Un phare qui me rappelle de qui je viens. D'une famille de mineurs et d'ouvriers. De Français et de gens venus d'ailleurs.


Un phare qui relie mon imagination à la réalité, et inversement. J'ai vécu ce beau moment quand la neige tombait et recouvrait le chevalement, flocon par flocon. La beauté de cet instant, l'émotion qui la nimbait, les sentiments que j'ai éprouvés cette journée-là, je les ai placés au cœur d'un roman sentimental se déroulant dans le Nord-Pas-de-Calais. Une scène de baiser au pied du Chevalement du Vieux 2, tandis que tombe la neige...


Un phare qui me fait penser au courage qu'ont eu hommes, femmes et enfants de s'attaquer au sous-sol. Il me fait penser à toute cette sueur versée à casser la terre, à la trier et à pousser le charbon.
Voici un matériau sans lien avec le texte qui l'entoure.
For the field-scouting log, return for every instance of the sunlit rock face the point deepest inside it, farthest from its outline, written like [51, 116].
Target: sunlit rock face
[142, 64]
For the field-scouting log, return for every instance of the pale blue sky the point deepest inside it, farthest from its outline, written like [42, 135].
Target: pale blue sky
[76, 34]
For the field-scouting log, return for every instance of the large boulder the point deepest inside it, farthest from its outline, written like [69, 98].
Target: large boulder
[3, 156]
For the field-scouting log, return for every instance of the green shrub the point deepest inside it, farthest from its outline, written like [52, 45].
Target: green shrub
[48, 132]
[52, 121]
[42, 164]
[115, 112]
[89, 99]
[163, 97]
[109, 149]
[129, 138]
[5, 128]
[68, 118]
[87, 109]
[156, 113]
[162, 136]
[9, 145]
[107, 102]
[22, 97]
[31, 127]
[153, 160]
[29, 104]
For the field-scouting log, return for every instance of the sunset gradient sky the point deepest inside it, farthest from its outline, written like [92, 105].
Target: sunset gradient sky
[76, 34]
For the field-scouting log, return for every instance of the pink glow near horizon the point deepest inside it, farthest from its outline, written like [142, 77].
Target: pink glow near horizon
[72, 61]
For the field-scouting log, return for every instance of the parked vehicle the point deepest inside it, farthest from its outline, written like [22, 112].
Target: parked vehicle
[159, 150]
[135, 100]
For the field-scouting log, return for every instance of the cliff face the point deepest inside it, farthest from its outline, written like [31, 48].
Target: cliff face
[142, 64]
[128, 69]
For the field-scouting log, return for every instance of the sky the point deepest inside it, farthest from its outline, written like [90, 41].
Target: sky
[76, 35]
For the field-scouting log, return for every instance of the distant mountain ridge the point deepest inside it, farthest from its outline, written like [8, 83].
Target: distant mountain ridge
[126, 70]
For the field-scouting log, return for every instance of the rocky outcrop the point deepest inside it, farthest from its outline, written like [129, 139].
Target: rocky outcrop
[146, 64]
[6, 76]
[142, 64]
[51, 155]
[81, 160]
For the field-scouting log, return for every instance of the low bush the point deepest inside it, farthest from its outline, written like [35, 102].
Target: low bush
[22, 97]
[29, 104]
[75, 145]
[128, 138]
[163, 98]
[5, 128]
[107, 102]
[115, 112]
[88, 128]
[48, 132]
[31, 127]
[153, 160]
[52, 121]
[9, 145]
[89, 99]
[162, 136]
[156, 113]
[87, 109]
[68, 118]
Il me fait penser qu'à l'époque, les enfants travaillaient. Il me fait penser aux sales coups. Coups de grisou, entre autres. Il me fait penser à la douleur de la mort et à la tristesse ressentie lors de la perte d'un être cher.


Je le trouve plein de fierté, ce Chevalement du Vieux 2. Un géant fier du courage des gens qui se sont agités sous ses pieds de charbon. Certainement fier aussi qu'un certain Émile Zola s'en soit inspiré pour Germinal. Pouvantalors montrer la réalité couverte de sueur, de sang et de larmes des mineurs de fond – Émile Zola étant venu sur le site à la suite de la catastrophe des 28 et 29 avril 1866.


Oui, je le trouve plein de fierté. Fier de rester debout, malgré les mauvais coups.


Et s'il est ainsi toujours à la verticale, élément d'un passé douloureux dressé au milieu d'un présent couvert d'herbe verte, de chemin de cailloux blancs et de bancs publics, sur lesquels les amoureux s'embrassent, ce n'est pas de sa volonté. Les objets, à l'instar de l'idéologie et des symboles, n'ont pas de volonté propre tant que l'individu, qui est en nous, ne le décide.


Cette photographie me dit que ce sont bien les individus qui décident de ce qu'ils feront de la douleur et de la peine engendrées par les sales coups de grisou. Qu'il ne tient qu'à une volonté humaine de transformer passé, présent et avenir en beauté, tel un artiste faisant d'une boue visqueuse et grisâtre un chef d’œuvre. Un chef d’œuvre qui permet de ne pas oublier, tout en se tournant vers autre chose. Un « autre chose » où l'horreur du passé est ensevelie par ce que le futur peut engendrer de meilleur, quand les Hommes, collectivement et individuellement, savent s'entourer de ce qui est beau, de ce qui est juste. De ce qui est justement beau – pour soi-même et pour les autres. Quand ils le veulent. Lorsqu'ils décident de ne pas céder à la facilité.